Adhesion and invasion assays Adherence and invasion assays were performed essentially as described by Elsinghorst (1994). Briefly, the HBEC 5637 confluent monolayers in 24-well plates (approximately 5 × 105 cells well−1 ) were incubated with bacteria (CFT073, COTD, COTD(pST)) at a multiplicity of infection of 100 for 2 h. The monolayers were washed five times with 0.1 mol l−1 sterile PBS and lysed by the addition of 150 μl 0.5% Triton X-100 in each well for 15 min at room temperature. Then 350 μl ddH2 O was added into each well at room temperature for 10 min. Adherent and intracellular bacteria were enumerated by plating 10-fold serial dilutions on LB agar plates. To determine invasion frequencies, after the initial 2 h incubation, the cells were washed three times with 0.1 mol l−1 sterile PBS and treated with gentamicin (final concentration was 200 μg ml−1 ) for 1 h to kill extracellular bacteria. Then the cells were washed three times with sterile PBS, lysed according to the above procedure and the intracellular bacteria were enumerated on LB agar plates. The effect of adherence and invasion of E. coli strains were expressed as relative adhesion and invasion (percentage of the total wild-type strain CFT073 adhered to or internalized by HBEC 5637 cells). Each assay was performed in triplicate wells and repeated five times.

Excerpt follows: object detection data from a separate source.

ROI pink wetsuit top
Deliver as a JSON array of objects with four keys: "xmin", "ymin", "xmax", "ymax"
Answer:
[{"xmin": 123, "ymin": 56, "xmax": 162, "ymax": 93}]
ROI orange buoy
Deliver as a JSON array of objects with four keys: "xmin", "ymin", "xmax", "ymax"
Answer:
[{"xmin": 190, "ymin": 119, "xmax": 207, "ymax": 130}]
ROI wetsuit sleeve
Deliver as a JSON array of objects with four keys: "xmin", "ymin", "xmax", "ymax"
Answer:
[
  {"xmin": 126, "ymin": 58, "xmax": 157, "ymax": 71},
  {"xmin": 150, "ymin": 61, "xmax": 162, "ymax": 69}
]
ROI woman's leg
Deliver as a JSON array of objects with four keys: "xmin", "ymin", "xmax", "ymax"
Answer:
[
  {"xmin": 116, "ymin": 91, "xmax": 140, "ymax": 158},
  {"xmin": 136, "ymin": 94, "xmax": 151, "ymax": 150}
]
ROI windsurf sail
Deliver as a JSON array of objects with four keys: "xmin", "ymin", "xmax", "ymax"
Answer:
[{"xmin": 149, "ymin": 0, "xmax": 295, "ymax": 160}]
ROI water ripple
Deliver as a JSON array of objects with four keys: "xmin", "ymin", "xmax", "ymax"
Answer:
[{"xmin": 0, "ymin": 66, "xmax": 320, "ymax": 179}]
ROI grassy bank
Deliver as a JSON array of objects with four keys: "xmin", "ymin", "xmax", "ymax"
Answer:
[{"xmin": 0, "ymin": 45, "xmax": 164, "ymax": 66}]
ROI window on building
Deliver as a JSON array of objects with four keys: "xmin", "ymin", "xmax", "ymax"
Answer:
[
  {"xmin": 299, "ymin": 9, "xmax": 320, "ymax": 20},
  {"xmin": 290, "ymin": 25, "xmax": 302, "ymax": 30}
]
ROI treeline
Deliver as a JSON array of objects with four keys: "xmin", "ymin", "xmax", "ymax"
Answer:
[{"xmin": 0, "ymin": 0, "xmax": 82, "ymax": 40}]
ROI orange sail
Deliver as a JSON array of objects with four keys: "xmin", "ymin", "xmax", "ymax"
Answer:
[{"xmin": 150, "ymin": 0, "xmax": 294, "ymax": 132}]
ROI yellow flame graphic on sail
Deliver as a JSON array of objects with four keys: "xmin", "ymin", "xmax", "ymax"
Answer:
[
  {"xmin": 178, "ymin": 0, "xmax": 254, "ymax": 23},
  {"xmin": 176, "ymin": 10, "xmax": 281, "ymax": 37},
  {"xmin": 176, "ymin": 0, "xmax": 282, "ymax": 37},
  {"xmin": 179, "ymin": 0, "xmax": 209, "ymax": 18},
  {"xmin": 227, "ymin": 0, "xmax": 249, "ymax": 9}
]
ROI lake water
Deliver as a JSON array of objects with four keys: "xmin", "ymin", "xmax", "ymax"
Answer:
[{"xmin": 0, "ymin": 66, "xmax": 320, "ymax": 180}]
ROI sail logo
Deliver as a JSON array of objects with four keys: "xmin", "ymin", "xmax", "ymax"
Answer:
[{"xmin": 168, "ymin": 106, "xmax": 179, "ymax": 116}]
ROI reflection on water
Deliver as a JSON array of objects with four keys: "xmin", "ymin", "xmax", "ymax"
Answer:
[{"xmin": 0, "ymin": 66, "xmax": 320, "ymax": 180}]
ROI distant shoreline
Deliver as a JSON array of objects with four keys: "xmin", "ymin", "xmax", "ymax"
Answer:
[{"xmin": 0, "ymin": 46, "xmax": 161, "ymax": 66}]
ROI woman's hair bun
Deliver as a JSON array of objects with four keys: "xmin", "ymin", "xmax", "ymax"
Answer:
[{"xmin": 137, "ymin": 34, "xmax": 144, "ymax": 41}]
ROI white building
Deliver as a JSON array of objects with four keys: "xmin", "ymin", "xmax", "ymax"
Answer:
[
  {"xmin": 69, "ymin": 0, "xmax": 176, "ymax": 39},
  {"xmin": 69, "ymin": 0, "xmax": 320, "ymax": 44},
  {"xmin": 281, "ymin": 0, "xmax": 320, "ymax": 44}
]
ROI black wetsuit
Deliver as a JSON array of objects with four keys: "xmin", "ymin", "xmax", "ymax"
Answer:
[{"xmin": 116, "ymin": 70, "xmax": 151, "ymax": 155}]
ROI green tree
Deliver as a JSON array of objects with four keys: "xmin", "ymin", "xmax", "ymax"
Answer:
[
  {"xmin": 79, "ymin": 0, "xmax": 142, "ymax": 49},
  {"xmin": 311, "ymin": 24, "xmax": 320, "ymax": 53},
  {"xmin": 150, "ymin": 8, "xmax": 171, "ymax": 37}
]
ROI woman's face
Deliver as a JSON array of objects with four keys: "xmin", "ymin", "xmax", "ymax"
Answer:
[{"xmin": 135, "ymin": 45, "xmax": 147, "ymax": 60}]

Murine model of acute UTI In order to explore and characterize the role of OmpT in the invasion ability and IBCs formation of E. coli CFT073, COTD and COTD(pST) strains, a murine model of UTI was constructed (Hung, Dodson and Hultgren 2009). Briefly, 7-week-old female C57B/L6 mice susceptible to UPEC were used in our study and randomly divided into three groups. They were deeply anesthetized with an intraperitoneal injection of 0.6% pentobarbital sodium (m/w). An intravenous syringe was used as a urinary catheter inserted through the urethra into the bladder. About 50 μl bacteria suspension (about 1 × 108 CFU at ∼10 μl s−1 ) was injected into the bladder by pushing the syringe plunger in 40 s. After 12 h, bladders were immediately harvested aseptically and processed for IBC enumeration as described below. Animal studies were approved and performed in accordance with the Committee for Animal Studies at Southern Medical University.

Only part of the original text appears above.